The largely academic debate erupted into public alarm in 2003, when Jessica Grace Wing, a Stanford University graduate and three-time egg donor, died of metastatic colon cancer at age 32. Wing’s mother, Jennifer Schneider, a physician who focuses on internal medicine, began pressing Congress and states to pass laws requiring better tracking of fertility patients and more funding for research into complications.

“As a scientist, I cannot say that I’m 100 percent sure it was the fertility drugs” that caused the cancer, Schneider said in an interview. “All I can say is the absolute lack of any other reason for her to get colon cancer so young.”

Schneider also published pieces in medical journals that attracted the attention of researchers abroad. Large studies soon followed, involving 50,000 women who took fertility drugs in Denmark and 24,000 in Sweden. The research showed no connection between the drugs and ovarian cancer.
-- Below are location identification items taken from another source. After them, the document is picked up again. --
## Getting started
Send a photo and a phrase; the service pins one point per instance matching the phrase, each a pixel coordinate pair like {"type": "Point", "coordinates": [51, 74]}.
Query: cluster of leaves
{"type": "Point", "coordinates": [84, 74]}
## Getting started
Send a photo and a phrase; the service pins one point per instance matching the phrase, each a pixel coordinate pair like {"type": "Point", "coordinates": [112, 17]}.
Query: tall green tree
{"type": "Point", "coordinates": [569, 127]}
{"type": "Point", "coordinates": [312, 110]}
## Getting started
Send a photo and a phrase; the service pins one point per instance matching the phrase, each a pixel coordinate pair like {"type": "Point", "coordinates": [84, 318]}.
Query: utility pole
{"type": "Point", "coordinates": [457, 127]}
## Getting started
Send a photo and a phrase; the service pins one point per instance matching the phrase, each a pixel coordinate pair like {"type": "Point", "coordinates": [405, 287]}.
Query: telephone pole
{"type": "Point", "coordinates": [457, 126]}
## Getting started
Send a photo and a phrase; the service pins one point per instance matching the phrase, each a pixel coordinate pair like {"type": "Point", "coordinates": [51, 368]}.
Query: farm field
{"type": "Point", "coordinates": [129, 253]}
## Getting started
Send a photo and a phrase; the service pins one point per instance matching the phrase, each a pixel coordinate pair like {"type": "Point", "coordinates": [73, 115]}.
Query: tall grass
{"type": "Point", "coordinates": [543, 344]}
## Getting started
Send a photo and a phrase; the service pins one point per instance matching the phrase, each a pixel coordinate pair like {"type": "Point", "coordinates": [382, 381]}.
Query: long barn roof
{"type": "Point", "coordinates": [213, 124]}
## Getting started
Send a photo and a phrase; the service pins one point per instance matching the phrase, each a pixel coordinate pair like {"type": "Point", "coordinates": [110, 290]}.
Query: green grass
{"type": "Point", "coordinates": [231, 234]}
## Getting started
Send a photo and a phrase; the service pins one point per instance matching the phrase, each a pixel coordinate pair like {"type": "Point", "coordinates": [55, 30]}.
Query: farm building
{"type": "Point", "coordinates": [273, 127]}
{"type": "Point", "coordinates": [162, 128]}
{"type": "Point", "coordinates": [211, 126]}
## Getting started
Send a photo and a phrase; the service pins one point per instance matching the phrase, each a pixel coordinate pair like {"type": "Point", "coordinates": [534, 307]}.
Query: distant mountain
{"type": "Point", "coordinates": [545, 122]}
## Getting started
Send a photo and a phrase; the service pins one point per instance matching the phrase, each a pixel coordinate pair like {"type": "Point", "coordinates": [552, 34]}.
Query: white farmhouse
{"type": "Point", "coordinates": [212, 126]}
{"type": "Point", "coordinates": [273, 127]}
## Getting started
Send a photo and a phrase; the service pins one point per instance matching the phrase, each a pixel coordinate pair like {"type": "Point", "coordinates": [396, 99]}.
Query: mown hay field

The latest data, presented in June at a conference in Europe, also showed no increased risk of ovarian cancer. And a study published in July found no increased risk of two other types of cancer — invasive uterine and breast — among 250,000 British women who underwent fertility treatment.

Current ASRM guidelines say “there does not appear to be a meaningful increased risk” of invasive ovarian, breast or endometrial cancer for fertility patients “based on available data.” For borderline ovarian tumors, the group acknowledges that “several studies have shown a small increased risk.”

The Post’s Dan Keating contributed to this report.